Die Stiftung Schleswig-Holsteinische Landesmuseen ist am 13.März mit den Museen auf Schloss Gottorf in Scheswig, dem jüdischen Museum in Rendsburg sowie in Büdelsdorf dem Eisenkunstguss Museum in die Saison gestartet. In einem zweiten Schritt öffnen das Wikinger Museum Haithabu, die Wikinger Häuser sowie des Freilichtmuseums Molfsee am März ihre Türen, worauf am 1. April auf der Museumsinsel das Globushaus und der Barockgarten wieder für Besucher*innen zugänglich werden. Hier kommt ein kurzer Überblick über die laufenden Sonderausstellungen. Auf der Museumsinsel Schloss Gottorf in Schleswig werden gleich zwei sehenswerte Sonderschauen präsentiert. Vom 1. April bis 31. Oktober ist im Kreuzstall die Ausstellung „Moderne und Idyll. Impressionismus in Deutschland“. Sie widmet sich mit vielen hochkarätigen Werken den Anfängen der modernen Kunst in Deutschland. Dazu eröffnet am 25. April die Ausstellung “Christopher Lehmpfuhl. Farbrausch“ in der Reithalle. Die in enger Zusammenarbeit mit dem Künstler konzipierte monographische Werkschau, die bis zum Oktober läuft, beinhaltet das Best-of aus 25 Schaffensjahren Lehmpfuhls. Das Jüdische Museum Rendsburg erzählt in der noch bis zum 20. Juni unter dem Titel „Gerettet, aber nicht befreit. Überlebendender Shoa in Schleswig-Holstein“ gezeigten Ausstellung erstmals 75 Jahre nach Kriegsende Lebensgeschichten der wenigen Überlebenden jüdischen Glaubens in Schleswig-Holstein. „Schwul, lesbisch, transidentitär oder intersexuell UND religiös, geht das?“ Diese Frage stellt die Schau „This is me. Queer und religiös?“, die vom August bis zum 17. April 2022 zu sehen ist. Ab dem 30. Mai – und dann bis zum 3. Oktober – beschäftigt sich die Ausstellung „Im Fluss / Erik Seidel. Eisenskulptur“ im Eisenkunstguss Museum Büdelsdorf mit dem bildhauerischen Werk des 1966 geborenen Künstlers. Dieser beschäftigt sich in seinen Arbeiten mit existentiellen Fragen des Menschseins.

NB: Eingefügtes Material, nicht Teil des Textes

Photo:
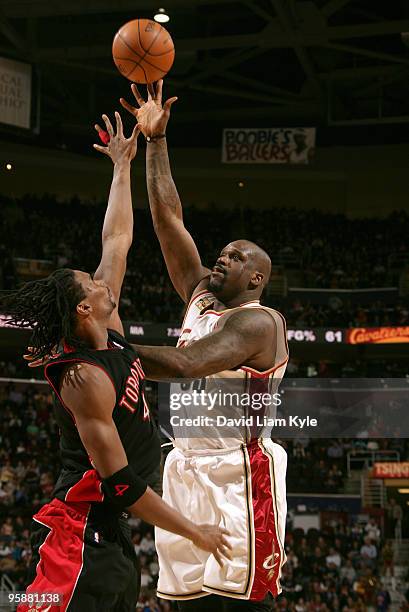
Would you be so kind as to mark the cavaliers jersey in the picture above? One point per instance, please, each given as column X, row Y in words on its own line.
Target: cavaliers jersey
column 243, row 419
column 79, row 480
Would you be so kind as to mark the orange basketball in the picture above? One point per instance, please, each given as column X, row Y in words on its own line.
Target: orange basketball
column 143, row 51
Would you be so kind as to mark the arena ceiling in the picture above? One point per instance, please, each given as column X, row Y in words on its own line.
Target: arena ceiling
column 339, row 64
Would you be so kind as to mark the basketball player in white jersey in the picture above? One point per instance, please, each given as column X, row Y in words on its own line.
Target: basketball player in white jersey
column 237, row 481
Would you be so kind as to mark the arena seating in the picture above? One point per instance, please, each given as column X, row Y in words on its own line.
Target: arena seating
column 348, row 257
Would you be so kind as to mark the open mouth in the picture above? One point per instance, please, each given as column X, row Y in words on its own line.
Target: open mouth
column 218, row 270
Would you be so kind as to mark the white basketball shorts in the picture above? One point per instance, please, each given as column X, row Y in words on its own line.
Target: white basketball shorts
column 242, row 490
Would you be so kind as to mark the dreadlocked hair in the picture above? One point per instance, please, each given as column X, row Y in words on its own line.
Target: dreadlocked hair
column 48, row 306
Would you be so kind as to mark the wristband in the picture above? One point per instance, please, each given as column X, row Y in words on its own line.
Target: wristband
column 124, row 488
column 104, row 136
column 155, row 138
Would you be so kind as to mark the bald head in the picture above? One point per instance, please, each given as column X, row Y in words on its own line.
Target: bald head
column 259, row 258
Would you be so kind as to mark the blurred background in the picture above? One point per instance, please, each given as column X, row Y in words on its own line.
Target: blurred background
column 291, row 130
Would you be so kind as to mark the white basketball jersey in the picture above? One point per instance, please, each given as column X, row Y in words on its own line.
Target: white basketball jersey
column 233, row 419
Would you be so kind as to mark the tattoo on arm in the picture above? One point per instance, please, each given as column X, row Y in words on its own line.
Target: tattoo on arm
column 161, row 187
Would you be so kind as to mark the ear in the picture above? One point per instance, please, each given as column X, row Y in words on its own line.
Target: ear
column 257, row 279
column 84, row 309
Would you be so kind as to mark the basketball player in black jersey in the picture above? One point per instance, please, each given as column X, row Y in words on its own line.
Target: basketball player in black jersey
column 109, row 445
column 240, row 274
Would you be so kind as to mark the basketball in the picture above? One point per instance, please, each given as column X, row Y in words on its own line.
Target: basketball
column 143, row 51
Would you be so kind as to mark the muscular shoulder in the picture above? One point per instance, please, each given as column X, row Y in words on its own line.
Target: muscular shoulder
column 86, row 387
column 255, row 320
column 253, row 324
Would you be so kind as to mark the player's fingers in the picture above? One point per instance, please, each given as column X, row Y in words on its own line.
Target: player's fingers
column 137, row 94
column 101, row 149
column 36, row 363
column 218, row 558
column 131, row 109
column 119, row 126
column 108, row 125
column 159, row 87
column 135, row 132
column 168, row 104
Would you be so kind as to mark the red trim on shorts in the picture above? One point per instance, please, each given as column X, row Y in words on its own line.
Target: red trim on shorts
column 61, row 554
column 88, row 489
column 74, row 360
column 268, row 557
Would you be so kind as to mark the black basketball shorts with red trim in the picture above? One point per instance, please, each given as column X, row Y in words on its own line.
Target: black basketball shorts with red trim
column 85, row 555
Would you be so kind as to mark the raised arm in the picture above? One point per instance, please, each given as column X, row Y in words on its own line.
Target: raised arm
column 179, row 250
column 88, row 393
column 117, row 230
column 243, row 338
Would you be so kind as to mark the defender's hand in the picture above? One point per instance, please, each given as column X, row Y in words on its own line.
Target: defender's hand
column 119, row 148
column 151, row 115
column 34, row 362
column 212, row 539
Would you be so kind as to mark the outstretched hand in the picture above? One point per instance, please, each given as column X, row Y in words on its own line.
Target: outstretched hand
column 119, row 148
column 212, row 538
column 151, row 115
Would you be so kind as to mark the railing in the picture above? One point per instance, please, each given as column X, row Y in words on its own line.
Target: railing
column 6, row 586
column 364, row 459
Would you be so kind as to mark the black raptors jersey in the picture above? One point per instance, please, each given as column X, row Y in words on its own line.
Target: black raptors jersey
column 79, row 481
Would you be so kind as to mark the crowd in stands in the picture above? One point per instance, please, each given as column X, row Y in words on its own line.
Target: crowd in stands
column 328, row 250
column 320, row 466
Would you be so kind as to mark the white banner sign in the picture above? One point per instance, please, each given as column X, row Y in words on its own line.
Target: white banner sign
column 15, row 93
column 268, row 145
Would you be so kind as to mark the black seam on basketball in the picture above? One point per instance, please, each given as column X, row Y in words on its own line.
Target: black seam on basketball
column 128, row 74
column 163, row 53
column 146, row 78
column 127, row 59
column 152, row 43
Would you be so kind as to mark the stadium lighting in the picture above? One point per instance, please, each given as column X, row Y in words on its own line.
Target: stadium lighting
column 161, row 16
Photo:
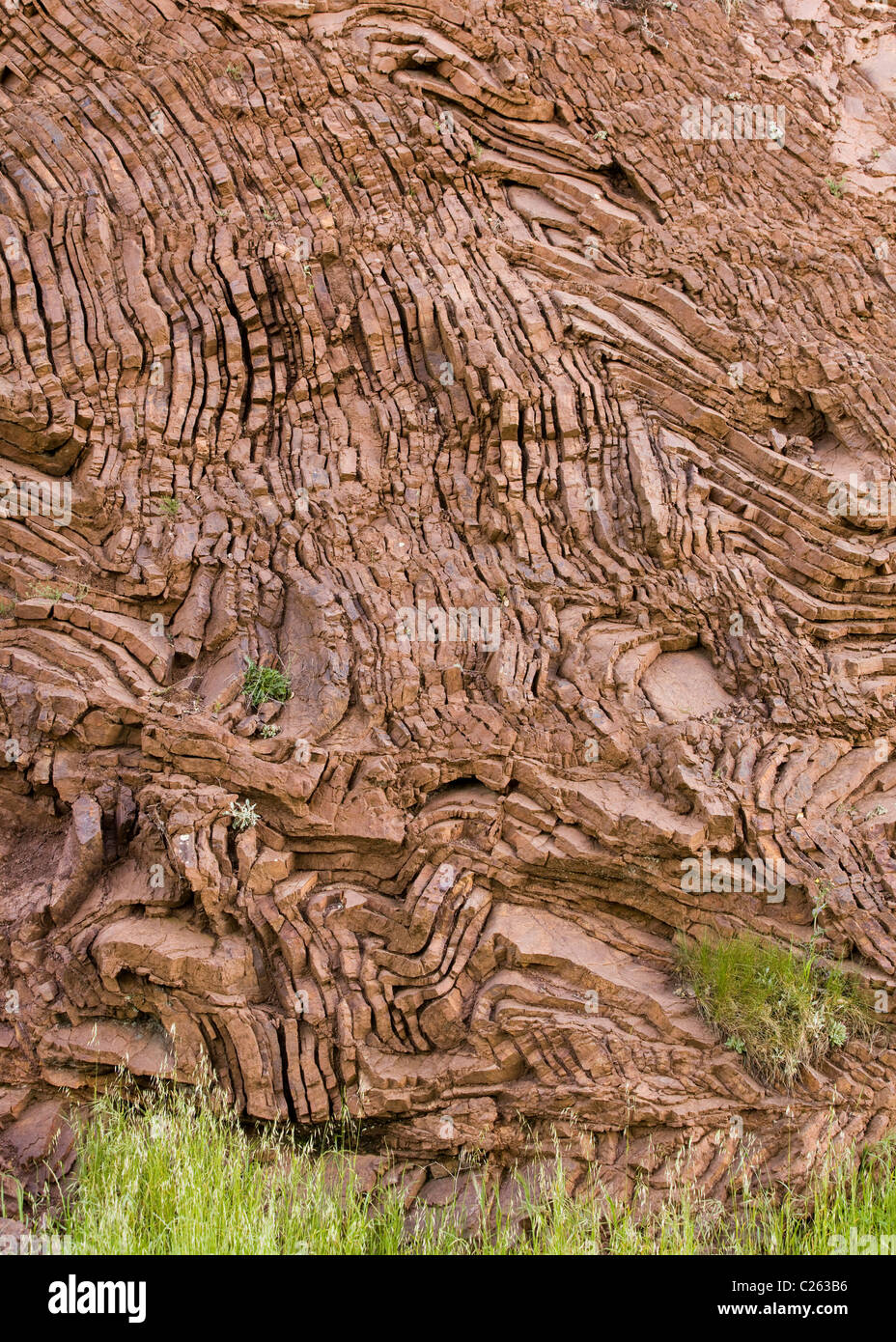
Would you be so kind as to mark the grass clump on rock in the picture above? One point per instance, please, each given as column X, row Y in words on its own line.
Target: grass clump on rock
column 261, row 684
column 779, row 1008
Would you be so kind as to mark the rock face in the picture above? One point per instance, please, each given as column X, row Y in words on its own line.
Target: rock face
column 440, row 356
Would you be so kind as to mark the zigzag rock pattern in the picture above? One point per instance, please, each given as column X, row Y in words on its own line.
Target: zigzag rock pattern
column 421, row 350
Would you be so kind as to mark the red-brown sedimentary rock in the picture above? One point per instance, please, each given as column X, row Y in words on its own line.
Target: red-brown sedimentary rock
column 337, row 319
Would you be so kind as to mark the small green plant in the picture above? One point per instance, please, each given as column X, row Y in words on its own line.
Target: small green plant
column 265, row 684
column 779, row 1008
column 176, row 1173
column 243, row 815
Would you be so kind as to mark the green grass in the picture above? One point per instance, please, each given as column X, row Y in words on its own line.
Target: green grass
column 265, row 684
column 182, row 1176
column 779, row 1009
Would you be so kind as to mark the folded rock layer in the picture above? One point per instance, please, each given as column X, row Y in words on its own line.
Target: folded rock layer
column 475, row 368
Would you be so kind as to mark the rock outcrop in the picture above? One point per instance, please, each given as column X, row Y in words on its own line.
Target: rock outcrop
column 474, row 367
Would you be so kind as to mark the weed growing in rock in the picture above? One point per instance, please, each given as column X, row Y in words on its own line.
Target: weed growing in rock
column 176, row 1172
column 265, row 684
column 243, row 815
column 781, row 1008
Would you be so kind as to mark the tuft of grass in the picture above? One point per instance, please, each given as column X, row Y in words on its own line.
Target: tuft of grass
column 778, row 1008
column 243, row 815
column 175, row 1172
column 265, row 684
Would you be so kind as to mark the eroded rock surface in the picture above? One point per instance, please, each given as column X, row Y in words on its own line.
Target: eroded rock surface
column 350, row 325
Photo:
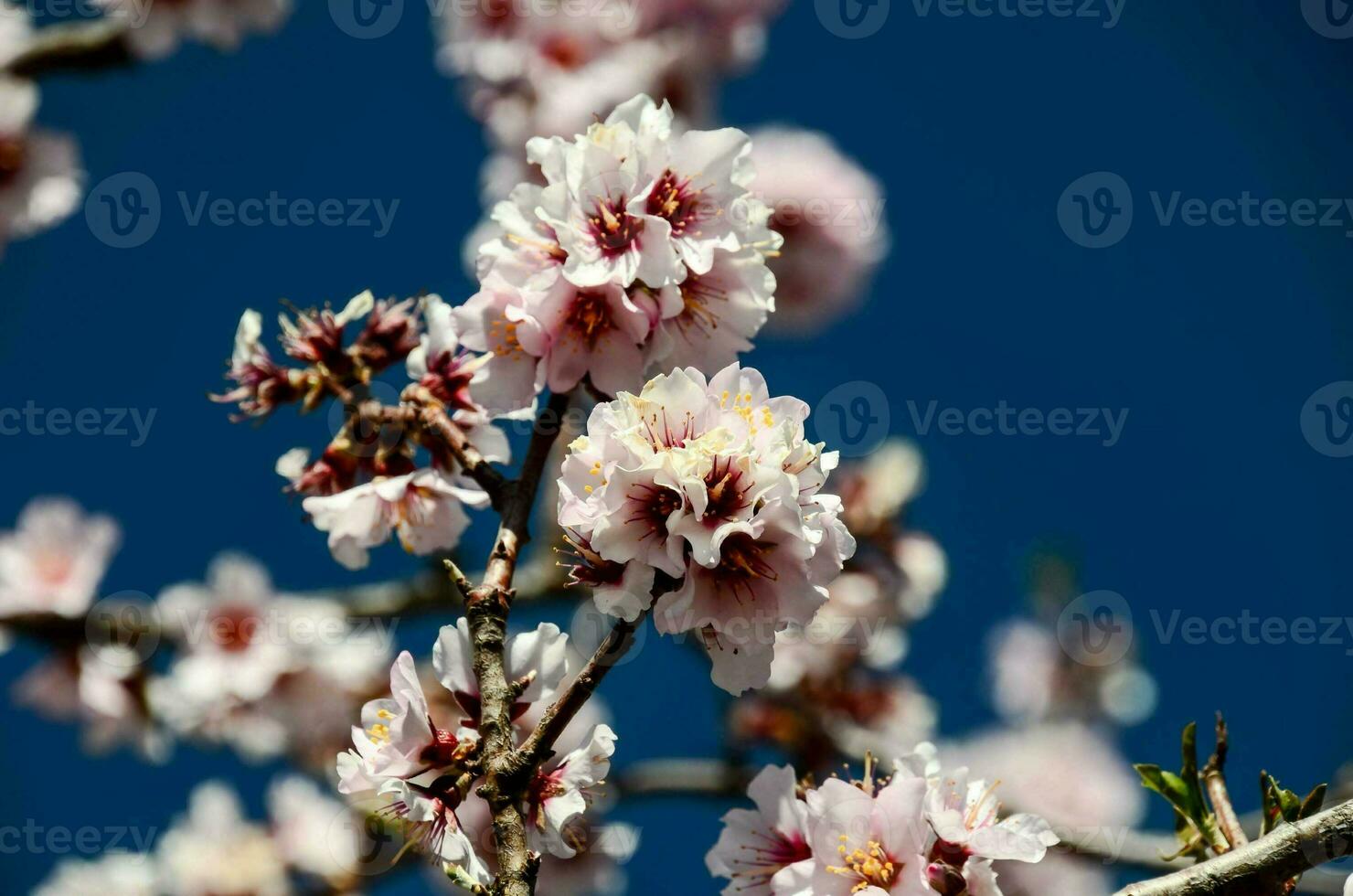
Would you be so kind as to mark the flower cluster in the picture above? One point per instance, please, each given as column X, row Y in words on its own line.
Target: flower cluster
column 541, row 68
column 313, row 839
column 411, row 766
column 643, row 251
column 713, row 486
column 41, row 180
column 915, row 833
column 262, row 672
column 367, row 485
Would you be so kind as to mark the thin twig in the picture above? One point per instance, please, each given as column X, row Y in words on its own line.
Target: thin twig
column 540, row 744
column 1214, row 778
column 1262, row 865
column 72, row 48
column 489, row 605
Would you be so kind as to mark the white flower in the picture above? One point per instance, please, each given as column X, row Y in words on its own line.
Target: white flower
column 231, row 634
column 643, row 250
column 831, row 216
column 155, row 31
column 431, row 823
column 540, row 656
column 966, row 816
column 16, row 31
column 101, row 689
column 216, row 850
column 41, row 180
column 713, row 485
column 709, row 318
column 561, row 792
column 423, row 507
column 314, row 833
column 54, row 558
column 868, row 841
column 110, row 875
column 397, row 737
column 764, row 851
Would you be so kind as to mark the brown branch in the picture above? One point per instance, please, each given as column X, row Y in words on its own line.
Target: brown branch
column 75, row 47
column 541, row 741
column 433, row 421
column 505, row 781
column 1214, row 778
column 1262, row 867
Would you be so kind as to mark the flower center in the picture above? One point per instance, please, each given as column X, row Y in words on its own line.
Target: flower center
column 589, row 317
column 379, row 732
column 740, row 560
column 673, row 197
column 234, row 627
column 13, row 155
column 613, row 229
column 870, row 865
column 763, row 859
column 651, row 505
column 51, row 568
column 696, row 296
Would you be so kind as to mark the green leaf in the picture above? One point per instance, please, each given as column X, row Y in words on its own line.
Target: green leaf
column 1313, row 802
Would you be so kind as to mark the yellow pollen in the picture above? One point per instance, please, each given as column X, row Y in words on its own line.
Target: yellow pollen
column 870, row 865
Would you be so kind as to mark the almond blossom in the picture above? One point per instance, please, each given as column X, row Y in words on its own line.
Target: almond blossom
column 643, row 250
column 876, row 836
column 713, row 485
column 216, row 848
column 54, row 558
column 764, row 851
column 423, row 507
column 109, row 875
column 41, row 180
column 829, row 213
column 561, row 791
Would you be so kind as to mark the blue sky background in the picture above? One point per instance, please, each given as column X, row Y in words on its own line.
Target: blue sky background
column 1212, row 338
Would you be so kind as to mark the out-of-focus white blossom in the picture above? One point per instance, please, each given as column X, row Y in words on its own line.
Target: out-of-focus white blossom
column 41, row 180
column 829, row 213
column 54, row 560
column 155, row 30
column 214, row 848
column 109, row 875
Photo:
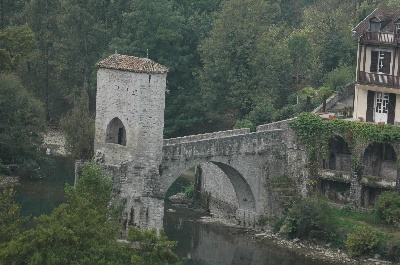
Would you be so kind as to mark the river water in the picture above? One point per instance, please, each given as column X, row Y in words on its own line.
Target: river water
column 201, row 243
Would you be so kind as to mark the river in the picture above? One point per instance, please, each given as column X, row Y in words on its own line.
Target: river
column 201, row 243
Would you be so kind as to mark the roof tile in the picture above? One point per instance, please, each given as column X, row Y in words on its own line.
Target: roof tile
column 387, row 15
column 132, row 64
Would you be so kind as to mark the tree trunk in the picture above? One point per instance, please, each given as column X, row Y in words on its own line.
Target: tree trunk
column 46, row 56
column 324, row 104
column 308, row 104
column 1, row 15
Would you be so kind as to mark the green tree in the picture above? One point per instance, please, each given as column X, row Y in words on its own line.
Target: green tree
column 78, row 128
column 22, row 122
column 227, row 78
column 324, row 92
column 78, row 232
column 15, row 42
column 82, row 231
column 308, row 93
column 301, row 54
column 10, row 220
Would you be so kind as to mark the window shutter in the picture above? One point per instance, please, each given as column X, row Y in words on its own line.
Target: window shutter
column 374, row 62
column 391, row 108
column 386, row 62
column 370, row 106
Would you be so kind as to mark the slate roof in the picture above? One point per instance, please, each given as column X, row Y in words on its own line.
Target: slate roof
column 388, row 17
column 132, row 64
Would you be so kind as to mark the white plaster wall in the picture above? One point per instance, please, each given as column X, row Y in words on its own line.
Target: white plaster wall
column 360, row 103
column 397, row 109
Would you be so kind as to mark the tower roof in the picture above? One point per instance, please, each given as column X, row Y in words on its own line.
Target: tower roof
column 132, row 64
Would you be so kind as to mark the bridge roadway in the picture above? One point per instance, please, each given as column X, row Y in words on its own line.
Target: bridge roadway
column 237, row 165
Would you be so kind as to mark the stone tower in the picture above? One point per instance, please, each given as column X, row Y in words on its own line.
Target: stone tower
column 129, row 125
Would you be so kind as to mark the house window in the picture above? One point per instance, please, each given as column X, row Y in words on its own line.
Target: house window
column 380, row 62
column 397, row 29
column 375, row 26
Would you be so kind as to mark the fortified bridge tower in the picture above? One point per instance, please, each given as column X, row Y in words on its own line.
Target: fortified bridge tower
column 128, row 141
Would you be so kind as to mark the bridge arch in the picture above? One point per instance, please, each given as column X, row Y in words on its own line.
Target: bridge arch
column 245, row 199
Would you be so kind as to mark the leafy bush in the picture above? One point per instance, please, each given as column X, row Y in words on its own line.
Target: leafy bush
column 387, row 208
column 310, row 218
column 362, row 241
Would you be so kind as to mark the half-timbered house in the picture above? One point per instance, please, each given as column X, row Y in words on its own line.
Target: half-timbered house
column 377, row 89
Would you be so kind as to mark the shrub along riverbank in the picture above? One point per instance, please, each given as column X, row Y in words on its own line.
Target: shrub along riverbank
column 360, row 234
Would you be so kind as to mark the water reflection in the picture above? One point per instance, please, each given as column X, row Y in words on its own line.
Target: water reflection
column 206, row 244
column 201, row 244
column 42, row 196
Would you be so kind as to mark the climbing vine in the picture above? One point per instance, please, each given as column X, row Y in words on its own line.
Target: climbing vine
column 314, row 133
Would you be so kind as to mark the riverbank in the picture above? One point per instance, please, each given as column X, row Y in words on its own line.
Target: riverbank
column 307, row 249
column 6, row 181
column 54, row 142
column 304, row 248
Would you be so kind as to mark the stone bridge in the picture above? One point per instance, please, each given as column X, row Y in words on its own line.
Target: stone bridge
column 235, row 168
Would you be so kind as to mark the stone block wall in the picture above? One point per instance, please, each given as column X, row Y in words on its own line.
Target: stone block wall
column 206, row 136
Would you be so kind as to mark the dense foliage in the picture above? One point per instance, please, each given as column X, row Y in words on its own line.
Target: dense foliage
column 362, row 241
column 310, row 219
column 80, row 231
column 229, row 60
column 359, row 233
column 21, row 122
column 387, row 208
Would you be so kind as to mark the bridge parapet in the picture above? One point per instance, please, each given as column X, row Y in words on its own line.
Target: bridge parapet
column 206, row 136
column 285, row 124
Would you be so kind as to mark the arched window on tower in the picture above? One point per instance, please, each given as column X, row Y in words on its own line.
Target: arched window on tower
column 116, row 133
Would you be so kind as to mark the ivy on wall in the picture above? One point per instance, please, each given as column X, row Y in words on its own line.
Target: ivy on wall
column 314, row 133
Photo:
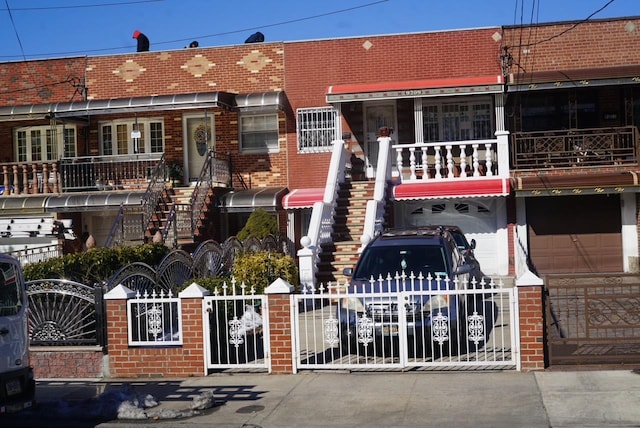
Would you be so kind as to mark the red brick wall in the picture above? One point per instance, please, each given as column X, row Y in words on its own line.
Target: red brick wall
column 280, row 331
column 531, row 328
column 595, row 44
column 313, row 66
column 179, row 361
column 66, row 363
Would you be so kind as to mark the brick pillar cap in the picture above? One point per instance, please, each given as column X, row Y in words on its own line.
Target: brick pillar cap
column 194, row 291
column 279, row 286
column 120, row 292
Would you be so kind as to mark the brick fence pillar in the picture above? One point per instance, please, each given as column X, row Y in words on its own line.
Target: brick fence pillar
column 531, row 329
column 280, row 326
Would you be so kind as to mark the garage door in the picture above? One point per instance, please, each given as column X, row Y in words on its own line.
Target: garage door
column 477, row 219
column 575, row 234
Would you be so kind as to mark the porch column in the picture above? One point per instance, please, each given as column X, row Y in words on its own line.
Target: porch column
column 280, row 327
column 531, row 326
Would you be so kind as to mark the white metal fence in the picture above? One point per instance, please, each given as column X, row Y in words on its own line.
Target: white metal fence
column 401, row 322
column 236, row 335
column 154, row 319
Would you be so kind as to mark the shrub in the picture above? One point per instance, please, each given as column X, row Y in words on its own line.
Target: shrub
column 260, row 224
column 96, row 265
column 260, row 269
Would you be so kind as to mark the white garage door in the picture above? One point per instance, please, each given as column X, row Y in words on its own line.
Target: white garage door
column 476, row 218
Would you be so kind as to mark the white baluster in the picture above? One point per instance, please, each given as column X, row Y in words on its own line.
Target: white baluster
column 412, row 162
column 399, row 161
column 438, row 162
column 476, row 161
column 425, row 163
column 489, row 159
column 449, row 162
column 463, row 160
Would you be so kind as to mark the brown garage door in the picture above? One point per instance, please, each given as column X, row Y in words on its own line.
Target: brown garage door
column 575, row 234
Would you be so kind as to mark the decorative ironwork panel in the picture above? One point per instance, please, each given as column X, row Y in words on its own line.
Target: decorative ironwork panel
column 61, row 312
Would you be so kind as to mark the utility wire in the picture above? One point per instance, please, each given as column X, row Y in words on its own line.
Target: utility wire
column 21, row 9
column 244, row 30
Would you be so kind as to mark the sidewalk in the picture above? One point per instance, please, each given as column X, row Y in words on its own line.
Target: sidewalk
column 381, row 399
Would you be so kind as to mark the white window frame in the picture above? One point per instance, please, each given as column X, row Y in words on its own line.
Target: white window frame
column 316, row 128
column 244, row 133
column 466, row 117
column 44, row 143
column 129, row 145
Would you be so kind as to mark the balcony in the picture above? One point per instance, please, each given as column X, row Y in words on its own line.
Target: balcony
column 80, row 174
column 575, row 148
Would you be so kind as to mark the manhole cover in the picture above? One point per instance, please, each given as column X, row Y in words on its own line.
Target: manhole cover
column 250, row 409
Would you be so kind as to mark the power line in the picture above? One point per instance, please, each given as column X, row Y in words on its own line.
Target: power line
column 243, row 30
column 79, row 6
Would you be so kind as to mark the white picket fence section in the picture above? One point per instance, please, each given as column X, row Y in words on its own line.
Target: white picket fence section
column 389, row 335
column 235, row 331
column 154, row 319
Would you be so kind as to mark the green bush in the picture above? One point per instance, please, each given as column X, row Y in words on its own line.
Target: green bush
column 96, row 265
column 260, row 224
column 260, row 269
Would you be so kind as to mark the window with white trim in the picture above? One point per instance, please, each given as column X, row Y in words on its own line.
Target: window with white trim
column 259, row 132
column 44, row 143
column 316, row 128
column 457, row 121
column 118, row 137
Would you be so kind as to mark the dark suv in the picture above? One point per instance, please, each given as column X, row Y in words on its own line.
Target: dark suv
column 420, row 266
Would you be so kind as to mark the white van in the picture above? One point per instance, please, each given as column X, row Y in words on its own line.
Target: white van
column 17, row 383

Vorgaben für den Ausstellungsbesuch der Landesmuseen und ihrer Dependancen
Zur pandemiebedingten Nachverfolgung sind die Kontaktdaten der Besucher*innen zu erfassen. Diese kann bereits vor Anreise im Internet https://br.landesmuseen.sh/ vorgenommen werden. Zudem wird darum gebeten, während des Besuch der Ausstellungen und Sammlungen eine qualifizierte Mund-Nasen-Bedeckung (z.B. FFP2-oder OP-Maske) zu tragen. Alle wichtigen Informationen zum Museumsbesuch und auch zu möglichen Änderungen findet man stets aktuell auf der Webseite.